Time for the Irish musical diaspora to bring out the Dead
REVOLVER:WE KNOW too much about the Irish musical diaspora. We could all write PhD theses on the Irish heritage of Oasis, The Smiths, Dexys, John Lydon, Bananarama (everyone always forgets them), Culture Club and hundreds of others. British music just wouldn’t be the same without all those Mahers and O’Dowds – not forgetting Mary Bernadette O’Brien (aka Dusty Springfield).
The one band which has mysteriously, and somewhat irritatingly, never make it onto the list are perhaps one of the finest ever. Dead Can Dance may be an Australian/New Zealand duo, but Brendan Perry is the son of a Cavan woman and Lisa Gerrard the daughter of a Meath man.

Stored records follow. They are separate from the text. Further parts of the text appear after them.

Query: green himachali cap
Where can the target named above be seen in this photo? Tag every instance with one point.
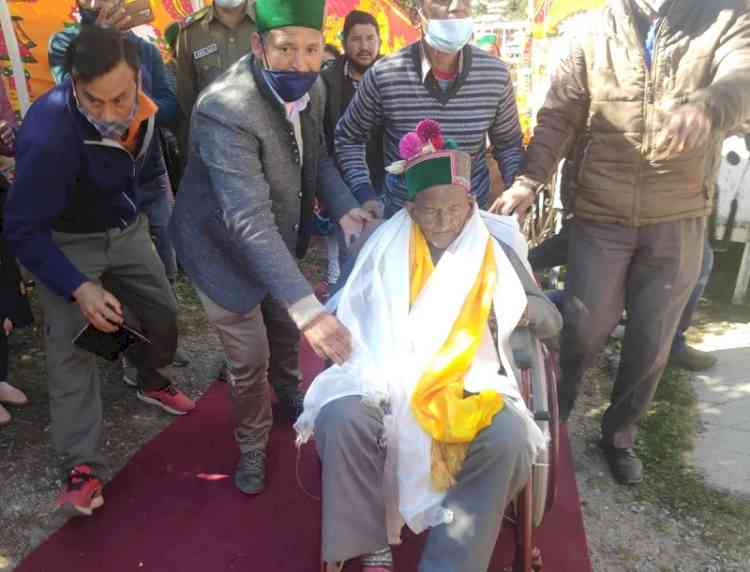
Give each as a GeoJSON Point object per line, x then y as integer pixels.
{"type": "Point", "coordinates": [272, 14]}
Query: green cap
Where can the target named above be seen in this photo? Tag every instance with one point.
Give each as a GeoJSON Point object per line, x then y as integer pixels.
{"type": "Point", "coordinates": [171, 33]}
{"type": "Point", "coordinates": [272, 14]}
{"type": "Point", "coordinates": [444, 167]}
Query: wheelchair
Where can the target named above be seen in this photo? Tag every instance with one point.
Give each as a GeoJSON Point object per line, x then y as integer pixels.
{"type": "Point", "coordinates": [535, 367]}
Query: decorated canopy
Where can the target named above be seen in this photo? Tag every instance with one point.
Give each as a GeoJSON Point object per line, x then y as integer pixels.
{"type": "Point", "coordinates": [34, 22]}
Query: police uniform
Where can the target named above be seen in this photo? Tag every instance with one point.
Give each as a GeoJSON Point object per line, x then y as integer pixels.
{"type": "Point", "coordinates": [206, 48]}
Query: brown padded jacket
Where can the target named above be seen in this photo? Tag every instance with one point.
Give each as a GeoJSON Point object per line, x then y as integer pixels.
{"type": "Point", "coordinates": [605, 93]}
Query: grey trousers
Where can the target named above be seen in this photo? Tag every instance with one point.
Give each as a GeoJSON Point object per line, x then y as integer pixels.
{"type": "Point", "coordinates": [650, 272]}
{"type": "Point", "coordinates": [349, 439]}
{"type": "Point", "coordinates": [261, 346]}
{"type": "Point", "coordinates": [126, 264]}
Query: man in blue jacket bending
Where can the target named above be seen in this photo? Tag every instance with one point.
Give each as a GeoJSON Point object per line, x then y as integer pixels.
{"type": "Point", "coordinates": [71, 219]}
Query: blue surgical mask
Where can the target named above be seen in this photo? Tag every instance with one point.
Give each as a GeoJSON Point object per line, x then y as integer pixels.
{"type": "Point", "coordinates": [290, 85]}
{"type": "Point", "coordinates": [449, 36]}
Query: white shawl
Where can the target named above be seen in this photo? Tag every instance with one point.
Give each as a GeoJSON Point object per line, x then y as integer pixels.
{"type": "Point", "coordinates": [393, 344]}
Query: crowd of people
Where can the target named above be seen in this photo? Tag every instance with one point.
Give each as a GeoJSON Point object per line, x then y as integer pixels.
{"type": "Point", "coordinates": [418, 419]}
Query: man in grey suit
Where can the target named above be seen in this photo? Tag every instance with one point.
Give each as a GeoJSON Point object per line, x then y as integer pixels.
{"type": "Point", "coordinates": [256, 161]}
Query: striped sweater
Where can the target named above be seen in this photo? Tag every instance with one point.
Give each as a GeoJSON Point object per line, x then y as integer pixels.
{"type": "Point", "coordinates": [480, 104]}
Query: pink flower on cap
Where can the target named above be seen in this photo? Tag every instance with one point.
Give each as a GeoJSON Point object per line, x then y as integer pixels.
{"type": "Point", "coordinates": [410, 146]}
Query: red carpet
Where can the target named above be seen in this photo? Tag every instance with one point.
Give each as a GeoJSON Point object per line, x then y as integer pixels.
{"type": "Point", "coordinates": [173, 508]}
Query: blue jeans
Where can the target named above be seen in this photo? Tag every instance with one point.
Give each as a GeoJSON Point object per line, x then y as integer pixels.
{"type": "Point", "coordinates": [156, 201]}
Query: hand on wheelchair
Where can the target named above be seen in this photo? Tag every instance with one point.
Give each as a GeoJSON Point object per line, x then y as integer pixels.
{"type": "Point", "coordinates": [329, 338]}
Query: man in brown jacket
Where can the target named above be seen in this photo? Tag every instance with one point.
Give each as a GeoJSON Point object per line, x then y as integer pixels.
{"type": "Point", "coordinates": [652, 88]}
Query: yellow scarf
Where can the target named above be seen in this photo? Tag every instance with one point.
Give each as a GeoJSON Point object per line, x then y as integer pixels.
{"type": "Point", "coordinates": [438, 403]}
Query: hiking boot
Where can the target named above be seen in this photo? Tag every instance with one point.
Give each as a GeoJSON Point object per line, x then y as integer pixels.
{"type": "Point", "coordinates": [181, 359]}
{"type": "Point", "coordinates": [169, 398]}
{"type": "Point", "coordinates": [624, 464]}
{"type": "Point", "coordinates": [11, 395]}
{"type": "Point", "coordinates": [250, 476]}
{"type": "Point", "coordinates": [82, 493]}
{"type": "Point", "coordinates": [4, 416]}
{"type": "Point", "coordinates": [692, 359]}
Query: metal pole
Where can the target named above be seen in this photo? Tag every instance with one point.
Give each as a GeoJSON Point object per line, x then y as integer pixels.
{"type": "Point", "coordinates": [19, 73]}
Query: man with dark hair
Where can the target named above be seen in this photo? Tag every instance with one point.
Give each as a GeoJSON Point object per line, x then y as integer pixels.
{"type": "Point", "coordinates": [442, 77]}
{"type": "Point", "coordinates": [257, 162]}
{"type": "Point", "coordinates": [71, 219]}
{"type": "Point", "coordinates": [155, 192]}
{"type": "Point", "coordinates": [361, 37]}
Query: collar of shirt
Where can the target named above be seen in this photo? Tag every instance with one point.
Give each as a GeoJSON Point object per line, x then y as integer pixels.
{"type": "Point", "coordinates": [427, 66]}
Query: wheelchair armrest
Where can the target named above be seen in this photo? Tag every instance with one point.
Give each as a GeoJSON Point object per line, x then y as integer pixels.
{"type": "Point", "coordinates": [522, 341]}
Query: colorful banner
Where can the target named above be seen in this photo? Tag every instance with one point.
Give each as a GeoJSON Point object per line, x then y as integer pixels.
{"type": "Point", "coordinates": [35, 21]}
{"type": "Point", "coordinates": [549, 13]}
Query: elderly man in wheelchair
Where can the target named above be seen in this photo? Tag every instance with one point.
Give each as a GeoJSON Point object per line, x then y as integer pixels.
{"type": "Point", "coordinates": [425, 425]}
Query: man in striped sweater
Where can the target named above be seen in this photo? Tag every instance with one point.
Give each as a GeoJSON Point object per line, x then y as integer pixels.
{"type": "Point", "coordinates": [466, 90]}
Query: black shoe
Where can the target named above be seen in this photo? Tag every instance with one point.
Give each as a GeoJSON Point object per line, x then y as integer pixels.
{"type": "Point", "coordinates": [224, 373]}
{"type": "Point", "coordinates": [250, 476]}
{"type": "Point", "coordinates": [624, 464]}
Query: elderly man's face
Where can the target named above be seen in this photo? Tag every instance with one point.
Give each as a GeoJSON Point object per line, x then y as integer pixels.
{"type": "Point", "coordinates": [293, 48]}
{"type": "Point", "coordinates": [441, 212]}
{"type": "Point", "coordinates": [446, 9]}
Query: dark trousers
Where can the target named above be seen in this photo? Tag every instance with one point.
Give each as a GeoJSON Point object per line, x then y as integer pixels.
{"type": "Point", "coordinates": [553, 252]}
{"type": "Point", "coordinates": [650, 272]}
{"type": "Point", "coordinates": [126, 264]}
{"type": "Point", "coordinates": [3, 357]}
{"type": "Point", "coordinates": [262, 345]}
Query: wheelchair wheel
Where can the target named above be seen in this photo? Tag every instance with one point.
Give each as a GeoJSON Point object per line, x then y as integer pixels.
{"type": "Point", "coordinates": [553, 375]}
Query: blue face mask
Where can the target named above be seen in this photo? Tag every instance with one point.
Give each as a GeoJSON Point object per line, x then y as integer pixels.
{"type": "Point", "coordinates": [449, 36]}
{"type": "Point", "coordinates": [289, 85]}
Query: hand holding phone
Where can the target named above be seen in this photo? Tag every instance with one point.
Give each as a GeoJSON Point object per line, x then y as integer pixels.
{"type": "Point", "coordinates": [100, 308]}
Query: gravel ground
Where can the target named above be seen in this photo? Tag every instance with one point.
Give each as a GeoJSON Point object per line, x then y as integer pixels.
{"type": "Point", "coordinates": [625, 534]}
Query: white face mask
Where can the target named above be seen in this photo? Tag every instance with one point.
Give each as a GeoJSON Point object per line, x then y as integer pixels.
{"type": "Point", "coordinates": [229, 3]}
{"type": "Point", "coordinates": [448, 36]}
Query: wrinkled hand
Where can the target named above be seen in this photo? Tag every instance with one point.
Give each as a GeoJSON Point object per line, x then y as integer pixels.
{"type": "Point", "coordinates": [329, 338]}
{"type": "Point", "coordinates": [516, 200]}
{"type": "Point", "coordinates": [7, 134]}
{"type": "Point", "coordinates": [374, 207]}
{"type": "Point", "coordinates": [353, 223]}
{"type": "Point", "coordinates": [100, 308]}
{"type": "Point", "coordinates": [688, 128]}
{"type": "Point", "coordinates": [113, 15]}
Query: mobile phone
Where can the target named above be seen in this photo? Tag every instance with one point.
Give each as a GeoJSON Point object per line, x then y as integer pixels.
{"type": "Point", "coordinates": [108, 345]}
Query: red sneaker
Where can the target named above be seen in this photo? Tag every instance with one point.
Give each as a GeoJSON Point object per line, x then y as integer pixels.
{"type": "Point", "coordinates": [169, 398]}
{"type": "Point", "coordinates": [82, 493]}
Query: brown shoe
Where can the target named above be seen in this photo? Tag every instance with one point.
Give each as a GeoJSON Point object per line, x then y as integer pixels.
{"type": "Point", "coordinates": [692, 359]}
{"type": "Point", "coordinates": [12, 396]}
{"type": "Point", "coordinates": [624, 464]}
{"type": "Point", "coordinates": [4, 416]}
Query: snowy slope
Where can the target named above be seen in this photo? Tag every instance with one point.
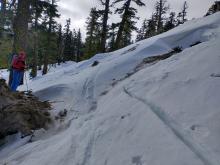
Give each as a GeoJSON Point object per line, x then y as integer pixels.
{"type": "Point", "coordinates": [167, 113]}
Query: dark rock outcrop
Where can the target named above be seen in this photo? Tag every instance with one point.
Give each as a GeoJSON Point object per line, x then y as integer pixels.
{"type": "Point", "coordinates": [21, 112]}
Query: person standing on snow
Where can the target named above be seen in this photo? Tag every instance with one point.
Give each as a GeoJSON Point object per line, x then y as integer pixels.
{"type": "Point", "coordinates": [18, 66]}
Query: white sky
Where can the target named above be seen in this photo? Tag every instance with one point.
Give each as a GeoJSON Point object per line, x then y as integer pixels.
{"type": "Point", "coordinates": [78, 10]}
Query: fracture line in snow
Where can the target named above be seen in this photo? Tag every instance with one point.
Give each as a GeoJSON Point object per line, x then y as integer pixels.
{"type": "Point", "coordinates": [198, 149]}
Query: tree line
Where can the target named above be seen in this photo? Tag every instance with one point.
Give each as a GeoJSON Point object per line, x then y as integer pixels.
{"type": "Point", "coordinates": [32, 27]}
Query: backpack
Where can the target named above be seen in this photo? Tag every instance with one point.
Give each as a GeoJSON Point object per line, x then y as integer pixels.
{"type": "Point", "coordinates": [18, 63]}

Granted, Dead Can Dance are the least Irish-sounding band of the diaspora, but dig down deep enough and you’ll hear straight-up Irish
trad arrangements and inflections (however skewed and distorted) in their work.

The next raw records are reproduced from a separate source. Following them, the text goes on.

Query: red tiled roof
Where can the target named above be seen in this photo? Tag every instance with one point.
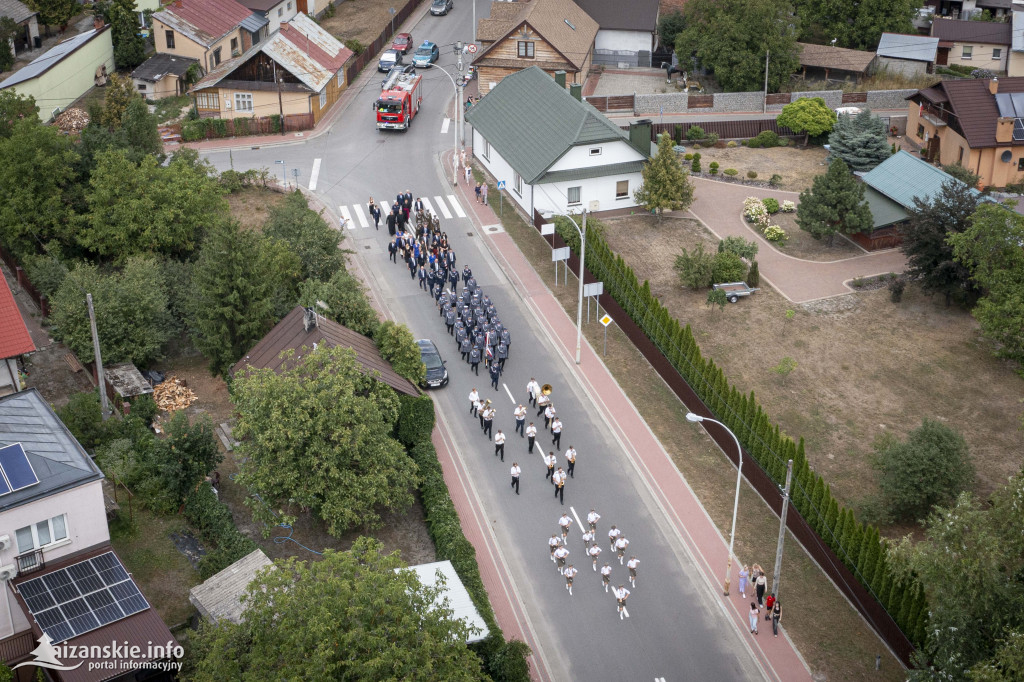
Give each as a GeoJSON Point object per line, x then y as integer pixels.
{"type": "Point", "coordinates": [14, 339]}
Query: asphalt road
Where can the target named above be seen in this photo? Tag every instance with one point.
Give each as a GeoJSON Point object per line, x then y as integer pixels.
{"type": "Point", "coordinates": [677, 629]}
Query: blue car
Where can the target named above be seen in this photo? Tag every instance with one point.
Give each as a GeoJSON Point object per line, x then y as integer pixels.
{"type": "Point", "coordinates": [426, 54]}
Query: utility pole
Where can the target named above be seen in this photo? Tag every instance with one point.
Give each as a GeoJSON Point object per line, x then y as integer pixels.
{"type": "Point", "coordinates": [781, 529]}
{"type": "Point", "coordinates": [100, 379]}
{"type": "Point", "coordinates": [764, 107]}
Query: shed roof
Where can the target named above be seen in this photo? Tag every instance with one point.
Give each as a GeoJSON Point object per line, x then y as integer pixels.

Possessors of one of the most ineffable sounds in music today, Dead Can Dance do big and beautiful music. Perry and Gerrard came of musical age during the white heat of the punk/new wave era, but they have travelled further than almost anyone in the development and sophistication of their sound.

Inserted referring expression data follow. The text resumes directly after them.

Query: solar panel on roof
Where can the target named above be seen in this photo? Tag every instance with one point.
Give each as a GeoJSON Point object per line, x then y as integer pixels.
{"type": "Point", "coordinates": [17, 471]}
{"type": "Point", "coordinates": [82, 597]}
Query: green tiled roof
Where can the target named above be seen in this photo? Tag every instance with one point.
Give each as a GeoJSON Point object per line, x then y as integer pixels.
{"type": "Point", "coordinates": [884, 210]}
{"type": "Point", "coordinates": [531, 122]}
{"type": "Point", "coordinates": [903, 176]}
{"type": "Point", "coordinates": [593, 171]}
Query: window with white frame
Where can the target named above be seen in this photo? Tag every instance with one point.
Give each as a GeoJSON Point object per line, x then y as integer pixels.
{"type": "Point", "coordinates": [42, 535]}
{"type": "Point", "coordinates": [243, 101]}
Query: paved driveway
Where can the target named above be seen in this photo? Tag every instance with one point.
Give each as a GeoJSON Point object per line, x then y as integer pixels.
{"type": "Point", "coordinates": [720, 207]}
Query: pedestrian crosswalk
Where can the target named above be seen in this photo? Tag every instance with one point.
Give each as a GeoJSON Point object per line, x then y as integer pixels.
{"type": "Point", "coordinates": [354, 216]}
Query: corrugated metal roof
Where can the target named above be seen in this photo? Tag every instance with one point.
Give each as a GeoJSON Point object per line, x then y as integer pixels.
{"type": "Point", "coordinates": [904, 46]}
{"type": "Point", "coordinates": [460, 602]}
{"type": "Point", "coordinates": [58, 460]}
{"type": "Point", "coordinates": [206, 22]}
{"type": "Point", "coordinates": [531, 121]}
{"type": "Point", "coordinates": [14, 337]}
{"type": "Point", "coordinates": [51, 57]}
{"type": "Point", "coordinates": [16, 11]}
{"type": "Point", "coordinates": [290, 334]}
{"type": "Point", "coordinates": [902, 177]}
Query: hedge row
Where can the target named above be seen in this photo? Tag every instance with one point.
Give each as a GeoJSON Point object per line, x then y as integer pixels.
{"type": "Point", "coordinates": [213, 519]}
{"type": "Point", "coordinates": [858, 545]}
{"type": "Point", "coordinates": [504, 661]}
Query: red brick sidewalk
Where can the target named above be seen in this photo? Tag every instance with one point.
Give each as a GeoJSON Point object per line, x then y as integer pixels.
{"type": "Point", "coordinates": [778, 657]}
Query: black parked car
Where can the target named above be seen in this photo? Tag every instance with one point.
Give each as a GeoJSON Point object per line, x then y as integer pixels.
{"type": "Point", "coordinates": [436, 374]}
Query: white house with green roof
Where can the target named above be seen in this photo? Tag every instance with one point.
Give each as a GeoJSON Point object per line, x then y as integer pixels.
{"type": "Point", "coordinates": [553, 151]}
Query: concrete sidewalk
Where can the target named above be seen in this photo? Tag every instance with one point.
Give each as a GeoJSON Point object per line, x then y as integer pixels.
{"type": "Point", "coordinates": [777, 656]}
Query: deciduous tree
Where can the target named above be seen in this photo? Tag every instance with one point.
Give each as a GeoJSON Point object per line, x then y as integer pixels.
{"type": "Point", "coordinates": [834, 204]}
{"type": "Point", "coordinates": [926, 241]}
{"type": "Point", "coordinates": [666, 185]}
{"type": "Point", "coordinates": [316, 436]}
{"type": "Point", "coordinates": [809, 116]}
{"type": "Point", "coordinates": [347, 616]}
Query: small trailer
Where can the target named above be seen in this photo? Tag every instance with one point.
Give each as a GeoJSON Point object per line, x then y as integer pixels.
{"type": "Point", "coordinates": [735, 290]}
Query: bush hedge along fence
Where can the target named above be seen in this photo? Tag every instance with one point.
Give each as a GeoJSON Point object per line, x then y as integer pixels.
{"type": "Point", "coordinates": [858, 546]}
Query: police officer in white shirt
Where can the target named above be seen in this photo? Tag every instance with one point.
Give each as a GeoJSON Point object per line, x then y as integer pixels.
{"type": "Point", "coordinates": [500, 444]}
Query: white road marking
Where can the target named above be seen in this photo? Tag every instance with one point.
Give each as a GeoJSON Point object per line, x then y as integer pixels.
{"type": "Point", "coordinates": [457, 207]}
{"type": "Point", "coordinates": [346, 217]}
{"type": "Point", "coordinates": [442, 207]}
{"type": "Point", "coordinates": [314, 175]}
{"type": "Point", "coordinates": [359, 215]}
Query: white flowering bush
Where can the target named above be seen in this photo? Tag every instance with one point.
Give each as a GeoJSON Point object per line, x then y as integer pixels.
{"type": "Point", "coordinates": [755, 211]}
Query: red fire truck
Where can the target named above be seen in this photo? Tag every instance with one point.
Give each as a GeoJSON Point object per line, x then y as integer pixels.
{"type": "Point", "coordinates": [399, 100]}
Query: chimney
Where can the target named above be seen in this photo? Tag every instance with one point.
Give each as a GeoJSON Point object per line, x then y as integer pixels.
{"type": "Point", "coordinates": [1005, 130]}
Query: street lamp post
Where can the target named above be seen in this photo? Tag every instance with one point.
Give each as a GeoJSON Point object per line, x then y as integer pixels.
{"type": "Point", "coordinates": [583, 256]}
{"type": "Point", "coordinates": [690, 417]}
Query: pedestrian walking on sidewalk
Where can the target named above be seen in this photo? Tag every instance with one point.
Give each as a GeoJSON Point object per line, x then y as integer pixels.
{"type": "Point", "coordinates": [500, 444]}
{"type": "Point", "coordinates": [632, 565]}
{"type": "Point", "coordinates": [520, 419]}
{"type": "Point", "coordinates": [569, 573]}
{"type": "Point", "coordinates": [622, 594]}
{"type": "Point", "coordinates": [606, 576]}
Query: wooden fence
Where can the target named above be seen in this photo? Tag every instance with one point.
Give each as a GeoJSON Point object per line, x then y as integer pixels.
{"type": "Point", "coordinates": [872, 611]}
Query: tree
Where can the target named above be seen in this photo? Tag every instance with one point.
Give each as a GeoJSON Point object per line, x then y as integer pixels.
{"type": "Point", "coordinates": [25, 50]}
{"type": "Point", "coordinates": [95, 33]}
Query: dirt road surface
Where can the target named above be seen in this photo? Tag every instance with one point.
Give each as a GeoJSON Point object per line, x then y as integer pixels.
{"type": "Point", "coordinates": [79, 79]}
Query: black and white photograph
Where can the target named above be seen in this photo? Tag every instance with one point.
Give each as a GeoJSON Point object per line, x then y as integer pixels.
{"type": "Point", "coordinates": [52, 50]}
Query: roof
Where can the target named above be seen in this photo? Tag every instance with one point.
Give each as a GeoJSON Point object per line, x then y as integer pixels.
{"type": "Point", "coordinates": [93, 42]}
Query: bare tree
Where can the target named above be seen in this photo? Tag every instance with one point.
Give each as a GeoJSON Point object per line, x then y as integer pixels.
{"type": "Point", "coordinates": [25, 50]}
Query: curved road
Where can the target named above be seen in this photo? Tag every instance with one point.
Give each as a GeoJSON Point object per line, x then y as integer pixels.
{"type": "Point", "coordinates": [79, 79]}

Medieval plainsong, traditional Persian rhythms, post-rock and neo-classical are just some of the readily identifiable nodes in their work. They make Sigur Rós (who are indebted to them) sound like Westlife.
In much the same way as an act such as The Blue Nile can release some of the most subtly sublime music and yet still – for the most part – fly in under the mainstream radar, Dead Can Dance are, for many, a private passion. They are one of those rare bands you would go the full box-set nine yards with.
Claimed, at various times in their almost 30-year recording career, by both the Goth community and world music aficionados, the band have always retained a noble idealism about their work – which has allowed them to jauntily shrug off the reductiveness of being described as “a soundtrack band”.
When I spoke to Perry the other week, he mentioned how, while “as a punk musician I had learned the necessary three chords”, he later went on to considerably expand his musical palette. “Magazine, Wire and PiL were influences before we tuned into what Can and all those seminal Kraut-rock bands were doing,” he said.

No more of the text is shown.